Warga Bantul, Daerah Istimewa Yogyakarta, itu adalah satu dari 435 pengikut Gerakan Fajar Nusantara (Gafatar) yang ditampung di Asrama Haji Donohudan, Kabupaten Boyolali, secara bertahap pada Ahad dan Senin lalu.
Zainudin, yang sebelumnya bekerja sebagai pegawai koperasi kecil-kecilan, membulatkan tekad merantau ke Kalimantan karena tertarik ajakan temannya untuk memulai hidup baru sebagai petani. Bermodal tabungan dan uang hasil menjual sepeda motor, pada September 2015, dia mengajak istri dan dua anaknya meninggalkan rumah kontrakannya di Bantul.
Di Mempawah, Zainudin dan sejumlah pengikut Gafatar yang lain membeli tanah seluas 12 hektare milik warga setempat seharga Rp 125 juta, “Ada sertifikatnya atas nama satu orang,” kata Zainudin. Kemudian, mereka membangun rumah panggung dari kayu yang terdiri atas empat kamar. Tiap satu kamar ditinggali satu keluarga.
Di atas tanah yang subur itu, Zainudin dan sejumlah pengikut Gafatar lain mulai menanam padi dan bermacam jenis sayuran. Mereka juga beternak ayam dan membudidayakan ikan air tawar di keramba. Meski sempat terserang hama pada musim tanam pertama, Zainudin berujar, sawah dan kebunnya sudah siap dipanen saat pemerintah memulangkan mereka ke Jawa.
“Hubungan kami dengan warga setempat sangat baik. Tidak pernah ada masalah. Mereka (warga setempat) juga tidak kenal dengan orang-orang yang membakar permukiman kami,” ujar Zainudin yang mengaku sering menunaikan salat berjamaah dan pengajian bersama warga setempat yang berjarak sekitar satu kilometer dari permukimannya.

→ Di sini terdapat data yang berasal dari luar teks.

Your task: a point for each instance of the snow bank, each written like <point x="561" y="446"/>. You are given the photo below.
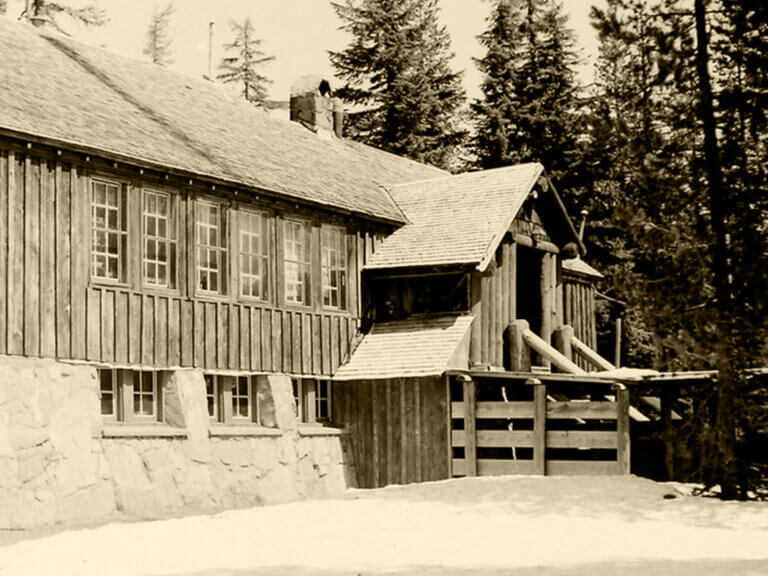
<point x="479" y="524"/>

Bahkan, kata Zainudin, warga setempat-lah yang menampung para pengikut Gafatar saat permukiman mereka diserang sekelompok orang tak dikenal. Meski merasa berat saat harus meninggalkan tanah rantaunya, Zainudin bersedia dipulangkan dengan alasan tidak mau melawan pemerintah. “Kalau bisa aset di sana dijual saja. Kami minta bantuan warga setempat untuk itu,” kata Zainudin.

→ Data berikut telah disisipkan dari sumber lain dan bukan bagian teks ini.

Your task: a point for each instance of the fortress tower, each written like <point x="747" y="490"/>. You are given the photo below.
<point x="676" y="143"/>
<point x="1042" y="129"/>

Salah seorang pengikut Gafatar lain asal Kabupaten Cilacap, Januari, mengatakan organisasi Gafatar sudah bubar sejak Agustus 2015. “Sejak itu, kami membentuk kelompok tani mandiri. Di sana kami sukses mengolah lahan karena sangat subur,” kata lelaki 40 tahun itu.
Selama menjadi pengikut Gafatar, Januari mengatakan, tidak ada ajaran yang menyimpang. “Kami tetap memegang teguh ideologi Pancasila,” kata Januari yang sudah satu tahun tinggal di Kalimantan bersama istri dan dua anaknya. Setelah dipulangkan dari Kalimantan, Januari berencana akan kembali bertani di kampung halamannya.